Exclusion de fonction et référé-suspension : le CE rappelle les conditions de l'urgence et le droit de se taire s'immisce dans le débat

Dans sa décision n°492519 du 18 décembre 2024, le Conseil d'État rappelle ce que signifie l'urgence dans le cadre du référé-suspension.

En l'espèce, le président du conseil départemental de l'Oise a prononcé à l'encontre de M. B... une sanction disciplinaire d'exclusion temporaire de fonctions pour une durée de deux ans, assortie d'un sursis d'un an. L'intéressé a saisi le juge des référés du tribunal administratif d'Amiens d'une demande tendant à obtenir la suspension de cette décision. Par ordonnance du 26 février 2024, sa requête a été rejetée.

Le Conseil d'État accueille, à l'inverse, le pourvoi et en profite pour y glisser le tout récent droit de se taire.

Il juge que la “mesure prise à l'égard d'un agent public ayant pour effet de le priver de la totalité de sa rémunération doit, en principe, être regardée, dès lors que la durée de cette privation excède un mois, comme portant une atteinte grave et immédiate à la situation de cet agent, de sorte que la condition d'urgence doit être regardée comme remplie, sauf dans le cas où son employeur justifie de circonstances particulières tenant aux ressources de l'agent, aux nécessités du service ou à un autre intérêt public, qu'il appartient au juge des référés de prendre en considération en procédant à une appréciation globale des circonstances de l'espèce.”

L'administration n'ayant pas fait état de circonstances particulières, la condition d'urgence est ainsi remplie.

De plus, M. B… exposait "qu'il n'a pas été informé de son droit de se taire lors de sa comparution devant le conseil de discipline, alors que ses déclarations étaient susceptibles d'être utilisées à son encontre" ce qui amène le CE à considérer que ce moyen est, “en l'état de l'instruction, de nature à faire naître un doute sérieux quant à la légalité de cette décision.

Pour rappel, le droit de se taire a été consacré en matière disciplinaire par plusieurs décisions du Conseil constitutionnel (décision n°2023-1074 QPC du 8 décembre 2023 ; décision n°2024-1097 QPC du 26 juin 2024décision n°2024-1105 QPC du 4 octobre 2024FJH n°081, p.359, 2024) et retenu également par la CAA de Paris dans un arrêt du 2 avril 2024 (FJH n°041, p.183, 2024) : “le professionnel faisant l’objet de poursuites disciplinaires ne puisse être entendu sur les manquements qui lui sont reprochés sans qu’il soit préalablement informé du droit qu’il a de se taire”.

Le CE avait initialement circonscrit le principe à la procédure pénale (arrêt n°473249 du 23 juin 2023).
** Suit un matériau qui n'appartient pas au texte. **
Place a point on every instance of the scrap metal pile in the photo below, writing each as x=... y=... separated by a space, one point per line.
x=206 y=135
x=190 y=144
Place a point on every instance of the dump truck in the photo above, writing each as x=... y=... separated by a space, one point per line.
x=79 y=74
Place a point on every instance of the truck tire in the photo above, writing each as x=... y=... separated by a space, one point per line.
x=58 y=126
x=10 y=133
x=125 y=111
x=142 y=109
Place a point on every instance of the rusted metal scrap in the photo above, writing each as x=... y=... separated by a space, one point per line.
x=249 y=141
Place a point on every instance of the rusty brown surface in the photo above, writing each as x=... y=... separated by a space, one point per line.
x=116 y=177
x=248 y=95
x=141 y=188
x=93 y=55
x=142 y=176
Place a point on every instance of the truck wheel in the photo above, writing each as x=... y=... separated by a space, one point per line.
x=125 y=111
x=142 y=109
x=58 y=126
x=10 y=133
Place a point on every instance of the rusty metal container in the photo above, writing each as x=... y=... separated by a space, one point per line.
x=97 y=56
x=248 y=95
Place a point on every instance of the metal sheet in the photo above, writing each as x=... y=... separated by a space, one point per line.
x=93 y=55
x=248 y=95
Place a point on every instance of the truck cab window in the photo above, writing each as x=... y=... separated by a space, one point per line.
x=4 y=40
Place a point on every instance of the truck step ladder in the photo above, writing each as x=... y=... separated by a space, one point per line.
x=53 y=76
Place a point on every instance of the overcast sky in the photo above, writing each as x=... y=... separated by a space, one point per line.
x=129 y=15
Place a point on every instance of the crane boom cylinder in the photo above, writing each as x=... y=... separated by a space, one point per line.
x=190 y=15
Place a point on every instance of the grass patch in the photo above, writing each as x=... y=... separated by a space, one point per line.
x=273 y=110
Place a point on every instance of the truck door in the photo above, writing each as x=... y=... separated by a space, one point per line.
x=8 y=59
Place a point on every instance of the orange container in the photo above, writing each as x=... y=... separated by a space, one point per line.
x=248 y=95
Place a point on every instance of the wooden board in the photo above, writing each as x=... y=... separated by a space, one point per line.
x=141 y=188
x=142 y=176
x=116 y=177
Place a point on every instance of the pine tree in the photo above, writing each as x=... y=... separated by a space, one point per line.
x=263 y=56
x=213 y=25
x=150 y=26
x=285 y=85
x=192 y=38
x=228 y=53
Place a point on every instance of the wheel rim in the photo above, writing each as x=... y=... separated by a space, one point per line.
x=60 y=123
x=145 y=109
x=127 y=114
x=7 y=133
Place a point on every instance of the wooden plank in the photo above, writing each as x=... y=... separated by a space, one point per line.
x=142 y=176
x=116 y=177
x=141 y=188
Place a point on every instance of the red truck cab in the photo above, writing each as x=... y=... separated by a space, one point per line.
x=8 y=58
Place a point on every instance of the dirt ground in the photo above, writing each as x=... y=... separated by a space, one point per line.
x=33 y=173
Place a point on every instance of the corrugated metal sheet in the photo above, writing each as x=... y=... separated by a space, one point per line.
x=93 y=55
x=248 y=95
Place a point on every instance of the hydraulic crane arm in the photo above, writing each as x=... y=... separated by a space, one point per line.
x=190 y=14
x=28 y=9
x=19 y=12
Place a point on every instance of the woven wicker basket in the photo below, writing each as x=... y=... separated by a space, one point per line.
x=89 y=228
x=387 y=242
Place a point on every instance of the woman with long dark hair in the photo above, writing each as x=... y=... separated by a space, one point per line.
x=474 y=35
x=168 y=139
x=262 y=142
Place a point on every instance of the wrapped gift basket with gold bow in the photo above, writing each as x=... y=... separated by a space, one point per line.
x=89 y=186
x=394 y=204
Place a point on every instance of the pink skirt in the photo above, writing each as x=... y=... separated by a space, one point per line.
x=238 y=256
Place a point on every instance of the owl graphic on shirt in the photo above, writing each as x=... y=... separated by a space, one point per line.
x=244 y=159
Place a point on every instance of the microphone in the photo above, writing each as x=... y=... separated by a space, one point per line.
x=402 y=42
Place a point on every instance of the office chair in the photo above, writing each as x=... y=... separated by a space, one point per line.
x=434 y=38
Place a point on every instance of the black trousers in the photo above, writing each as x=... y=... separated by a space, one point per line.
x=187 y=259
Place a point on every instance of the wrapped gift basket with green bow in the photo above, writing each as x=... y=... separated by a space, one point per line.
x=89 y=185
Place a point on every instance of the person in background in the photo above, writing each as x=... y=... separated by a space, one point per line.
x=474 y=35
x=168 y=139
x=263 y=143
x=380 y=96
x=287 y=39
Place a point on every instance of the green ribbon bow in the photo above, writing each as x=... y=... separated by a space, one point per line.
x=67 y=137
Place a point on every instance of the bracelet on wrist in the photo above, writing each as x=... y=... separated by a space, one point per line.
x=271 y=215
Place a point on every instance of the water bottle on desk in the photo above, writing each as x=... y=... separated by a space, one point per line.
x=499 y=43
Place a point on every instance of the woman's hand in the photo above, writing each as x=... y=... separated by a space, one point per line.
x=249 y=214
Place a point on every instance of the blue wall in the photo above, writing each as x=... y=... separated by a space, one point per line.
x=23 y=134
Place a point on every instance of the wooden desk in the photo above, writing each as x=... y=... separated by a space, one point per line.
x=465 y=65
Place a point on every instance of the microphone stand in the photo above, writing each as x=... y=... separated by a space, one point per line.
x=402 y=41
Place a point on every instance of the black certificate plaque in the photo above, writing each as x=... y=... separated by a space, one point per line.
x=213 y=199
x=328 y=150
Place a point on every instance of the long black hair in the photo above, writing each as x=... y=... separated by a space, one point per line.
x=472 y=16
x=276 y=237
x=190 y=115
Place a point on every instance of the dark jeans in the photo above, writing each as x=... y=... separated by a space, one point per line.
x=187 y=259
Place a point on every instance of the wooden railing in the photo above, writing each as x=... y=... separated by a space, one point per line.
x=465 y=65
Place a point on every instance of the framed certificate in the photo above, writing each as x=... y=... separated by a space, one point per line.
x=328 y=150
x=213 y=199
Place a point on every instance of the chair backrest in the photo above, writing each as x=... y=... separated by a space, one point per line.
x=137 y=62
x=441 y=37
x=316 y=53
Depuis, par deux décisions du 19 décembre 2024 (n°490157, FJH n°005, p. 19, 2025 et décision du 19 décembre 2024, n°490952), il a aligné sa position et précisé que :

- l'agent public doit être avisé, avant d'être entendu pour la première fois, qu'il dispose de ce droit pour l'ensemble de la procédure disciplinaire et notamment quand il est ensuite entendu dans le cadre d'une enquête administrative diligentée à son endroit ;

Dans la seconde décision, n°490952, relative à un vétérinaire, le CE a indiqué que “qu'elle dispose de ce droit tant lors de son audition au cours de l'instruction que lors de sa comparution devant la juridiction disciplinaire. En cas d'appel, la personne doit à nouveau recevoir cette information.” 

- lorsqu'un agent sanctionné n'a pas été informé du droit qu'il a de se taire alors que cette information était requise, l'annulation de la sanction ne sera prononcée que s'il ressort du dossier que la sanction “infligée repose de manière déterminante sur des propos tenus alors que l'intéressé n'avait pas été informé de ce droit.” 
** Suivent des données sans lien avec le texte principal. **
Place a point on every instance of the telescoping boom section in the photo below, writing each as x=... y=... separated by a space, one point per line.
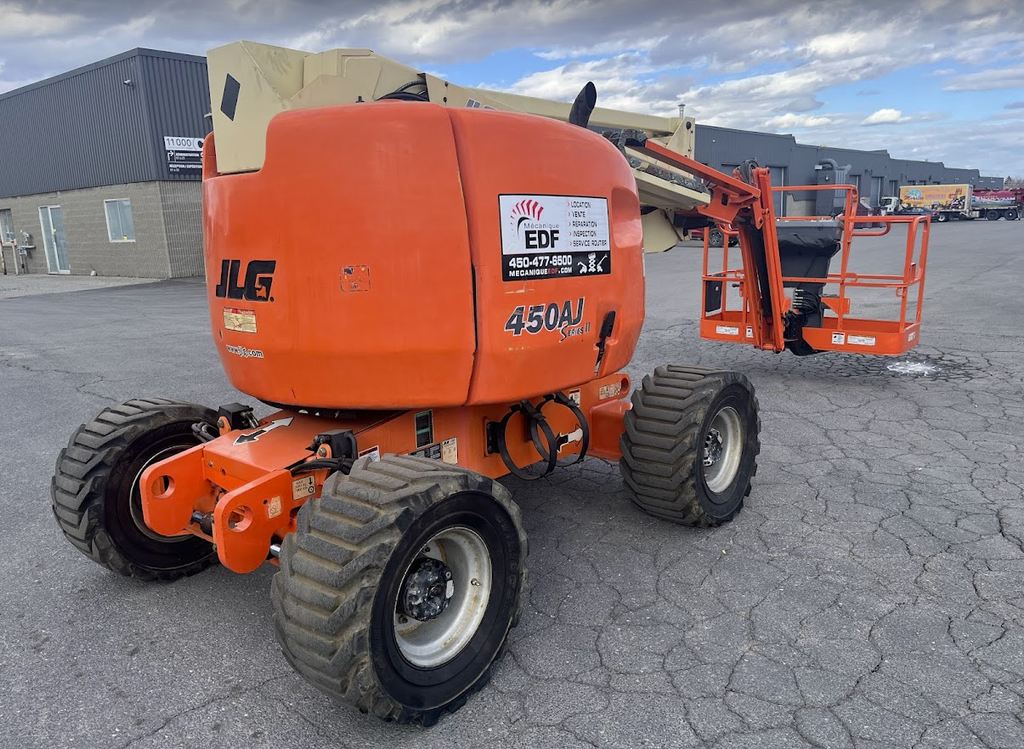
x=784 y=266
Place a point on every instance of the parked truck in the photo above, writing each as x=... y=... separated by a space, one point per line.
x=1008 y=203
x=953 y=202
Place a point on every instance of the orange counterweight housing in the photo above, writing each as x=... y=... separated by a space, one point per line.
x=396 y=255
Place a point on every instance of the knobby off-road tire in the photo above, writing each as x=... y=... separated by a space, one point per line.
x=95 y=496
x=682 y=419
x=343 y=577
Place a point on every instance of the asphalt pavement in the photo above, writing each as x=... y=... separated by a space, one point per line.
x=870 y=594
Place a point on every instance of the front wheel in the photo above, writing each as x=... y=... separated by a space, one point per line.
x=95 y=495
x=690 y=446
x=398 y=589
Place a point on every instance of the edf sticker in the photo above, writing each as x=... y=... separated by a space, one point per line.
x=554 y=236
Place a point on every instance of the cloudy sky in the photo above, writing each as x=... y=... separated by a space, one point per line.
x=941 y=80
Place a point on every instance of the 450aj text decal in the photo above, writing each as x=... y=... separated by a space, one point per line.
x=564 y=318
x=554 y=236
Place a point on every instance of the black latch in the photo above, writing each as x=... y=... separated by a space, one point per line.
x=606 y=327
x=238 y=416
x=341 y=442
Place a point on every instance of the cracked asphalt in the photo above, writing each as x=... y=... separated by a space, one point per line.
x=869 y=595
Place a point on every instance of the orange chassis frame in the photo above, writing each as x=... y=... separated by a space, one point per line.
x=243 y=490
x=732 y=198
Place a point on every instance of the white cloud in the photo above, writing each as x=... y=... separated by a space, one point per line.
x=16 y=22
x=791 y=120
x=987 y=80
x=886 y=117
Dans l'arrêt n°n°490157, le CE a rejeté la requête d'une part parce que la sanction prononcée ne se fonde pas de manière déterminante sur les propos qu'il a tenus dans le cadre de cette enquête de l'Inspection Générale de la Justice, et d'autre part, parce qu'il a été informé de son droit de se taire au regard des questions prioritaires de constitutionnalité en attente de jugement au moment de son audition par le rapporteur désigné par le président de la formation compétente du Conseil supérieur de la magistrature.  
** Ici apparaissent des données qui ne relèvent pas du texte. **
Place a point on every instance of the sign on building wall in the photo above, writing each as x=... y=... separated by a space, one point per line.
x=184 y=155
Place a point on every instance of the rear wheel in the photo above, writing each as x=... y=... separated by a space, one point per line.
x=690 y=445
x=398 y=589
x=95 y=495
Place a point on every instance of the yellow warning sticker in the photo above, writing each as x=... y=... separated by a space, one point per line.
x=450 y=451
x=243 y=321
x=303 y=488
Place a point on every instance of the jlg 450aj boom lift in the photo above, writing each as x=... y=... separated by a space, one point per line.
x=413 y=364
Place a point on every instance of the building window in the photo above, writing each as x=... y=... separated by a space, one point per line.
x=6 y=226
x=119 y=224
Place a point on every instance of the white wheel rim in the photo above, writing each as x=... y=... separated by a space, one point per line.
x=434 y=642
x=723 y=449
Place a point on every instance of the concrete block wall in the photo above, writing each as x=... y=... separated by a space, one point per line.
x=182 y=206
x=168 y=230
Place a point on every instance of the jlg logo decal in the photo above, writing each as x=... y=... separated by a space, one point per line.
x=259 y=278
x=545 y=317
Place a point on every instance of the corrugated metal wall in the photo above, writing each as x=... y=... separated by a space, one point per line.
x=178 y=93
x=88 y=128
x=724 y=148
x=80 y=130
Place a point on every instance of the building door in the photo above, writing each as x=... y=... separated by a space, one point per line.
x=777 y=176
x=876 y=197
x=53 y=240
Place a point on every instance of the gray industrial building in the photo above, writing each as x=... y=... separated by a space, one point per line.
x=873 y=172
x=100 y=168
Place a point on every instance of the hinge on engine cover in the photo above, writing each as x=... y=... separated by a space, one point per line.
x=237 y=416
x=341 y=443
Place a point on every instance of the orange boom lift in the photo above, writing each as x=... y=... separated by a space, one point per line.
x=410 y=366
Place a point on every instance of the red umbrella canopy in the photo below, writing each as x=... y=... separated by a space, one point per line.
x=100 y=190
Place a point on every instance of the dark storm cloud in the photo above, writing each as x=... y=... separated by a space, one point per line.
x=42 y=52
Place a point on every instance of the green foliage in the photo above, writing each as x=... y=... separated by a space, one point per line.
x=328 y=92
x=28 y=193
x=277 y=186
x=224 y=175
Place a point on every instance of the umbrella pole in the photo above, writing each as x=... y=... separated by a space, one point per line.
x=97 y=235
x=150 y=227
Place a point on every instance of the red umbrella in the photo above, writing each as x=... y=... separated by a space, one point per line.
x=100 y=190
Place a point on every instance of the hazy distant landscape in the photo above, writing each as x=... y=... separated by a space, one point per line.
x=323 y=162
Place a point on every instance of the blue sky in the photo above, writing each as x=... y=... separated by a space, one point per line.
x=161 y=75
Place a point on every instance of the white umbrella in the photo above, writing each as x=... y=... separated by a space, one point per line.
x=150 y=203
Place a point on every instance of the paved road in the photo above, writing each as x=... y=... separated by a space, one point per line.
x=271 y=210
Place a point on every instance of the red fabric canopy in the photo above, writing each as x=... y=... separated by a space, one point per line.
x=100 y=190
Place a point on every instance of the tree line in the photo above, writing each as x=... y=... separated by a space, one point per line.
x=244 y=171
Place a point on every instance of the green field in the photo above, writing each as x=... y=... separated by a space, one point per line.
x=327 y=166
La limite est toutefois tracée : “le droit de se taire ne s'applique ni aux échanges ordinaires avec les agents dans le cadre de l'exercice du pouvoir hiérarchique, ni aux enquêtes et inspections diligentées par l'autorité hiérarchique et par les services d'inspection ou de contrôle, quand bien même ceux-ci sont susceptibles de révéler des manquements commis par un agent” (considérant n°3 de l'arrêt).